アタラは、2018年10月10日にビジネスカンファレンス「ATARA LIVE 2018」を開催した。「これからのデータドリブンマーケティング」と題したキーノートセッションでは、花王の佐藤満紀氏とLDH JAPANの長瀬次英氏が登壇。必要とされる新たなデータドリブンマーケティングの在り方について語った。モデレーターは、アタラの杉原剛氏。
花王が消費財メーカーとして抱える課題
花王の佐藤氏は、日経MJが発表している「ヒット商品番付」の変化について言及。1987年の番付では「スーパードライ」と「アタック」が横綱だったが、最近のランキングでは日用品や消費財が出てこないという。近年では、「ポケモンGO」や「ZOZOSUIT」といったデジタル化によって生み出された商品やサービスがその地位を取って代わっている。その流れに消費財メーカーとして課題を感じていると佐藤氏。生活者が多様化してビジネスの単位が分割されてきた結果、大ヒットを意識しつつも、個々の施策の成功確率を上げるデータ分析が求められるようになってきたのだ。

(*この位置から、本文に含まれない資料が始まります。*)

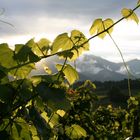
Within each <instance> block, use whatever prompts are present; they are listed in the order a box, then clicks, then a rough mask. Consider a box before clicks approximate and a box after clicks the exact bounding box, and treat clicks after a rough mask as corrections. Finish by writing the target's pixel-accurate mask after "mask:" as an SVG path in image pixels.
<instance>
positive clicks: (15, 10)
mask: <svg viewBox="0 0 140 140" xmlns="http://www.w3.org/2000/svg"><path fill="white" fill-rule="evenodd" d="M136 3H137V0H0V9H1V10H0V13H1V12H2V11H3V10H2V9H4V13H2V14H1V15H0V20H4V21H7V22H9V23H11V24H12V25H14V27H11V26H9V25H6V24H4V23H2V22H0V43H8V44H9V45H10V46H14V45H15V44H20V43H26V42H27V41H28V40H29V39H31V38H35V40H39V39H40V38H47V39H49V40H51V41H53V40H54V39H55V37H56V36H57V35H59V34H61V33H64V32H68V33H70V31H71V30H73V29H78V30H80V31H81V32H83V33H84V34H85V35H86V36H87V37H90V34H89V29H90V27H91V25H92V22H93V21H94V20H95V19H97V18H102V19H106V18H112V19H113V20H114V21H117V20H118V19H120V18H121V9H122V8H131V9H133V8H134V7H135V6H136ZM136 14H137V15H139V16H140V9H138V10H137V11H136ZM112 36H113V38H114V39H115V41H116V43H117V45H118V46H119V48H120V49H121V51H122V53H123V56H124V58H125V60H126V61H128V60H131V59H136V58H137V59H140V25H137V24H136V23H135V22H134V21H127V20H124V21H122V22H121V23H119V24H117V25H116V26H115V27H114V31H113V33H112ZM88 53H90V54H93V55H96V56H100V57H103V58H105V59H108V60H110V61H114V62H121V61H122V60H121V57H120V54H119V53H118V51H117V49H116V48H115V46H114V44H113V43H112V41H111V39H110V38H109V37H108V36H107V37H105V39H103V40H102V39H99V38H94V39H93V40H92V41H90V51H89V52H88Z"/></svg>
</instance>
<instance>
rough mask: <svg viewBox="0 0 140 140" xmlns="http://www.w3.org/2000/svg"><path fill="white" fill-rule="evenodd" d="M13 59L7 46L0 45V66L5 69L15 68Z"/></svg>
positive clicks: (11, 52)
mask: <svg viewBox="0 0 140 140" xmlns="http://www.w3.org/2000/svg"><path fill="white" fill-rule="evenodd" d="M7 56H8V57H7ZM13 57H14V52H13V51H12V50H11V49H10V48H9V46H8V44H6V43H3V44H0V65H2V66H3V67H6V68H10V67H13V66H15V65H16V61H14V59H13Z"/></svg>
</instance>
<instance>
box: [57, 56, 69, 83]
mask: <svg viewBox="0 0 140 140" xmlns="http://www.w3.org/2000/svg"><path fill="white" fill-rule="evenodd" d="M67 59H68V57H66V58H65V61H64V63H63V66H62V68H61V70H60V71H59V75H58V78H57V81H59V78H60V76H61V74H62V72H63V69H64V67H65V65H66V63H67Z"/></svg>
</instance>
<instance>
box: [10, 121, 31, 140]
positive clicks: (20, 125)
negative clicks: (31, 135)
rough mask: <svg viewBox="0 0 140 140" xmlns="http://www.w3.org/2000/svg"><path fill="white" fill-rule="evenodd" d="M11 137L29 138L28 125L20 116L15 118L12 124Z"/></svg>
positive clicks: (29, 131) (18, 138)
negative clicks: (15, 118)
mask: <svg viewBox="0 0 140 140" xmlns="http://www.w3.org/2000/svg"><path fill="white" fill-rule="evenodd" d="M12 139H14V140H23V139H24V140H31V139H32V138H31V133H30V130H29V125H28V124H27V122H26V121H25V120H23V119H22V118H17V119H16V121H15V123H13V125H12Z"/></svg>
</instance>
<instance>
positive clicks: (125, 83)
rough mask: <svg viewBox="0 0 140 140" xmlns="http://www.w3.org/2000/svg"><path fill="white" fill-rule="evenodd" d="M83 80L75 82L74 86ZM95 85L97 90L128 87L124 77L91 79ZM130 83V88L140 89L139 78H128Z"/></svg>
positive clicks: (134, 88)
mask: <svg viewBox="0 0 140 140" xmlns="http://www.w3.org/2000/svg"><path fill="white" fill-rule="evenodd" d="M83 82H84V81H79V82H77V83H75V85H74V87H78V86H80V85H82V84H83ZM92 82H93V83H94V84H95V85H96V87H97V89H96V90H97V91H98V90H109V89H111V88H112V87H118V88H119V89H122V90H125V89H128V80H127V79H124V80H121V81H105V82H101V81H92ZM130 84H131V89H132V90H133V89H134V90H140V80H138V79H137V80H132V79H131V80H130Z"/></svg>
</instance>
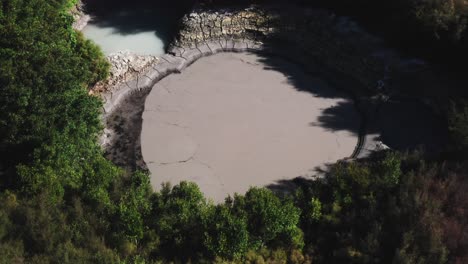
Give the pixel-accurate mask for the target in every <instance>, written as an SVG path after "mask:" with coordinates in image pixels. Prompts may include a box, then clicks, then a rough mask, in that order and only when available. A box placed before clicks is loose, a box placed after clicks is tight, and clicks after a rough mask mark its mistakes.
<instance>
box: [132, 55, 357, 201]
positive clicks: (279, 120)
mask: <svg viewBox="0 0 468 264" xmlns="http://www.w3.org/2000/svg"><path fill="white" fill-rule="evenodd" d="M263 59H264V58H263V57H262V56H259V55H256V54H248V53H223V54H218V55H215V56H211V57H206V58H202V59H199V60H198V61H196V62H195V63H194V64H193V65H191V66H190V67H189V68H186V69H185V70H183V71H182V73H181V74H172V75H170V76H168V77H166V78H164V79H163V80H161V81H159V82H158V83H157V84H156V85H154V86H153V88H152V90H151V92H150V94H149V95H148V97H147V100H146V103H145V110H144V112H143V125H142V134H141V148H142V154H143V157H144V159H145V161H146V164H147V166H148V169H149V171H150V172H151V183H152V185H153V187H154V188H155V189H156V190H158V189H160V187H161V184H162V183H164V182H171V183H172V184H176V183H178V182H179V181H182V180H185V181H193V182H196V183H197V184H198V186H199V187H200V189H201V190H202V191H203V192H204V193H205V195H206V196H207V197H209V198H211V199H213V200H214V201H215V202H220V201H222V200H223V199H224V198H225V197H226V196H227V195H228V194H230V195H233V194H234V193H236V192H237V193H243V192H245V191H247V189H248V188H249V187H250V186H266V185H269V184H274V183H275V182H276V181H279V180H284V179H294V178H296V177H299V176H302V177H312V176H313V175H314V174H316V171H317V168H319V167H322V166H324V165H326V164H328V163H333V162H336V161H337V160H339V159H342V158H346V157H349V156H350V155H351V153H352V152H353V150H354V147H355V146H356V144H357V137H358V136H357V135H356V134H354V133H352V132H349V131H345V130H333V128H326V127H325V126H324V125H323V124H322V120H321V118H322V117H323V110H324V109H329V108H333V107H334V106H336V105H338V104H346V103H349V104H350V105H351V106H352V105H353V102H352V100H351V99H350V98H348V97H347V96H346V95H344V94H342V93H340V92H339V91H337V90H335V89H334V88H333V87H328V86H327V85H326V84H325V83H324V82H323V81H321V80H320V79H317V78H314V77H313V76H309V75H308V74H306V73H303V72H302V70H301V69H300V68H299V67H298V66H297V65H294V64H291V63H288V62H286V61H282V60H281V59H279V58H277V60H278V61H279V63H281V65H284V66H285V67H288V69H289V71H290V72H292V71H294V72H295V73H294V74H293V75H294V76H296V78H297V79H296V80H295V82H292V81H291V80H289V79H288V76H286V75H285V74H284V73H282V72H279V71H277V70H274V69H268V67H267V65H266V64H264V62H263V61H262V60H263ZM306 88H307V89H309V90H305V89H306ZM325 93H327V95H326V96H325ZM344 119H345V120H346V121H347V122H348V123H354V126H355V128H354V129H355V130H357V129H358V127H359V124H360V118H359V115H358V114H357V112H355V111H354V109H353V108H352V107H351V108H350V111H348V112H347V113H345V114H344Z"/></svg>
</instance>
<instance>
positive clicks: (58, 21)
mask: <svg viewBox="0 0 468 264" xmlns="http://www.w3.org/2000/svg"><path fill="white" fill-rule="evenodd" d="M0 1H1V2H0V89H1V96H0V155H1V157H2V160H1V161H0V205H1V206H0V263H158V262H170V261H173V262H177V263H187V262H189V261H192V262H206V263H213V262H219V263H223V262H224V263H225V262H226V261H232V262H239V263H265V262H267V263H447V262H450V263H466V262H468V254H467V250H466V249H467V246H468V237H467V236H466V232H467V230H466V226H467V225H466V223H467V222H466V221H467V220H466V219H468V217H467V214H466V212H467V209H468V202H467V201H468V199H467V197H466V188H468V180H467V178H466V172H467V169H468V168H467V165H466V162H460V161H459V158H457V159H455V160H451V159H449V158H447V157H443V158H440V159H435V160H431V161H428V160H424V158H422V156H420V155H418V154H417V153H416V154H401V153H395V152H391V151H387V152H382V153H377V154H376V155H375V156H372V157H371V158H369V159H366V160H360V161H349V162H340V163H337V164H334V165H332V166H331V167H330V171H329V173H328V174H327V175H326V176H325V177H324V178H323V179H320V180H317V181H304V182H298V184H299V186H300V188H298V189H297V190H296V191H295V192H294V193H292V194H284V193H276V192H273V191H272V190H270V189H266V188H251V189H250V190H249V191H248V192H247V193H245V194H237V195H235V196H234V197H227V198H226V200H225V202H224V203H221V204H214V203H213V202H211V201H209V200H207V199H206V198H205V197H204V195H203V193H202V192H201V191H200V189H199V188H198V187H197V185H196V184H194V183H188V182H181V183H179V184H177V185H175V186H169V185H167V186H164V188H163V189H162V190H161V191H159V192H153V191H152V189H151V185H150V182H149V177H148V175H147V173H146V172H141V171H136V172H126V171H123V170H122V169H120V168H118V167H117V166H115V165H114V164H112V163H111V162H110V161H109V160H107V159H106V158H104V156H103V153H102V149H101V147H100V146H99V145H98V143H97V137H98V136H99V134H100V133H101V129H102V126H101V123H100V117H99V115H100V111H101V107H102V102H101V101H100V99H99V98H98V97H95V96H90V95H88V90H87V88H88V87H89V86H92V85H93V84H94V83H96V82H97V81H99V80H102V79H104V78H106V77H107V75H108V70H109V64H108V63H107V61H106V60H105V58H104V55H103V54H102V52H101V51H100V49H99V48H98V47H97V46H96V45H95V44H93V43H92V42H90V41H89V40H86V39H85V38H84V37H83V36H82V35H81V33H79V32H76V31H75V30H73V29H72V22H73V19H72V17H71V16H70V15H69V14H68V9H69V8H70V6H73V4H74V3H75V1H66V0H53V1H51V0H0ZM433 2H434V5H435V4H437V3H438V2H439V1H433ZM448 2H450V3H456V2H453V1H448ZM448 2H447V3H448ZM447 8H448V11H447V12H449V11H450V10H452V9H450V8H452V7H451V6H448V7H447ZM457 8H458V7H457ZM421 10H422V11H418V12H422V13H420V17H421V19H422V20H428V21H432V20H434V19H433V18H434V16H436V15H437V16H441V17H440V18H441V19H435V20H436V21H440V23H441V24H440V25H438V26H436V27H435V28H433V26H434V25H430V27H429V28H431V31H434V29H435V31H434V32H436V33H437V34H438V35H439V37H441V38H444V37H445V35H447V34H448V33H447V32H448V31H447V28H448V29H450V30H451V31H450V32H452V31H453V32H452V33H457V32H465V31H464V30H465V29H464V28H463V30H461V29H462V28H458V27H456V26H455V25H457V23H461V22H460V21H462V20H463V19H462V18H463V16H461V15H460V17H451V16H449V17H448V18H447V19H448V20H444V19H445V18H446V16H445V15H444V13H442V14H441V13H439V12H435V13H434V12H432V11H430V12H429V11H428V12H427V13H426V11H425V9H421ZM431 10H432V9H431ZM457 10H458V9H457ZM450 14H451V13H450V12H449V15H450ZM442 18H443V19H442ZM435 20H434V21H435ZM446 23H448V24H449V25H450V26H446ZM452 26H453V27H452ZM442 32H446V33H447V34H445V33H442ZM452 33H450V34H452ZM457 34H458V33H457ZM463 34H464V33H463ZM463 34H461V35H459V36H460V41H466V40H465V37H464V35H463ZM455 36H458V35H455ZM453 109H454V110H453V111H454V115H453V119H452V120H451V121H450V124H452V126H451V129H453V131H454V132H455V134H454V135H455V137H454V140H455V141H456V142H459V143H460V148H461V149H462V150H460V149H457V150H456V151H463V146H464V145H461V144H468V143H466V141H467V139H466V135H467V132H466V129H465V128H466V126H467V125H466V124H467V122H466V120H467V119H468V115H467V113H466V108H465V107H464V105H461V104H455V105H454V108H453ZM460 109H464V110H460ZM457 153H458V152H457ZM448 157H450V155H448ZM299 181H300V180H299Z"/></svg>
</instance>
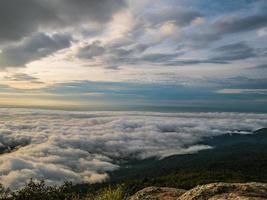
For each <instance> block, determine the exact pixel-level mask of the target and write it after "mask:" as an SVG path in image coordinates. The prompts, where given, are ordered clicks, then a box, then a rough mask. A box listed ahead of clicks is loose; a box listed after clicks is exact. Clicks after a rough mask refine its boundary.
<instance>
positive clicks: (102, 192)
mask: <svg viewBox="0 0 267 200" xmlns="http://www.w3.org/2000/svg"><path fill="white" fill-rule="evenodd" d="M124 199H126V195H125V194H124V193H123V188H122V186H118V187H117V188H115V189H113V188H111V187H108V188H106V189H104V190H103V191H101V192H100V193H99V194H98V195H96V197H95V198H94V200H124Z"/></svg>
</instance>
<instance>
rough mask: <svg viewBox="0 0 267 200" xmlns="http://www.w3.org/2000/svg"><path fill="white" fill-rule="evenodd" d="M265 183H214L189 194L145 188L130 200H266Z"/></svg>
mask: <svg viewBox="0 0 267 200" xmlns="http://www.w3.org/2000/svg"><path fill="white" fill-rule="evenodd" d="M264 199H267V184H264V183H212V184H207V185H201V186H197V187H195V188H193V189H191V190H189V191H187V192H185V191H184V190H179V189H174V188H157V187H149V188H145V189H143V190H141V191H139V192H137V193H136V194H135V195H133V196H132V197H131V198H130V200H264Z"/></svg>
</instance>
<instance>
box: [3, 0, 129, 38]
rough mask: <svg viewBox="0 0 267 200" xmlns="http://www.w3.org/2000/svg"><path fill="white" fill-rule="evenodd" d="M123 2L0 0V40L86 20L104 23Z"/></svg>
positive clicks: (119, 7) (120, 1)
mask: <svg viewBox="0 0 267 200" xmlns="http://www.w3.org/2000/svg"><path fill="white" fill-rule="evenodd" d="M125 6H126V3H125V2H124V1H123V0H90V1H83V0H77V1H71V0H47V1H42V0H25V1H20V0H12V1H9V0H2V1H0V24H1V33H0V42H7V41H13V40H20V39H22V38H23V37H26V36H30V35H32V34H33V33H35V32H37V31H38V30H40V29H45V30H46V29H48V30H51V29H52V30H55V29H60V28H65V27H73V26H77V25H79V24H81V23H83V22H87V21H89V22H93V23H94V22H95V23H106V22H108V21H109V20H110V19H111V18H112V16H113V14H114V13H116V12H117V11H119V10H120V9H122V8H124V7H125Z"/></svg>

花王のようなBtoBtoCのマーケティングプロセスの構図では、広告代理店経由で様々な施策を行うコミュニケーションのルートがあり、それごとに計測しなくてはならないデータや指標がある。マスマーケの仕組みは既に完成されており、佐藤氏はそれを最適化する活動をしてきた。
しかし、最近ではオンラインで展開される「SNS/口コミサイト」や「EC」の影響が増しており、それにまつわる変数も増大している。「アンケートや調査をしても生活者の建前が出てきてしまうので、建前ではない本音に迫るようなデータがどこにあって、どうやって分析していくかに注力している」と佐藤氏。
データ分析での成果と課題
現在、佐藤氏の部署では、データによる顧客理解を進めた上でインサイトの発見の仮説出しを行い、メディアやコンテンツをどう作れば良いかを考えている。そのサイクルを回しながら、市場を創造したり、売上を上げる活動を行っている。
特に建前ではない生活者の実態や意識をどうやって分析するかには貪欲に取り組み、顧客理解にはかなりの成果があがっているそうだ。そこには様々な立場や経験を積んだメンバーによる議論も欠かせないと佐藤氏は説く。
一方で施策の効果検証の面では、まだまだ難しい状況だという。個別のクリエイティブでとちらがよかったかなど、局所的な判断は可能だ。しかし、花王で多く扱われる既存品と呼ばれる何年も売れ続ける商品の場合、広告宣伝を含めて蓄積効果が大きく、小さな変化はデータを見ても捉えづらい。加えて、環境や市場の変化も大きい。さらに再現性の保証もできない。この点は、データドリブンマーケティングが解決すべき問題点でもあり、可能性のあるところだろう。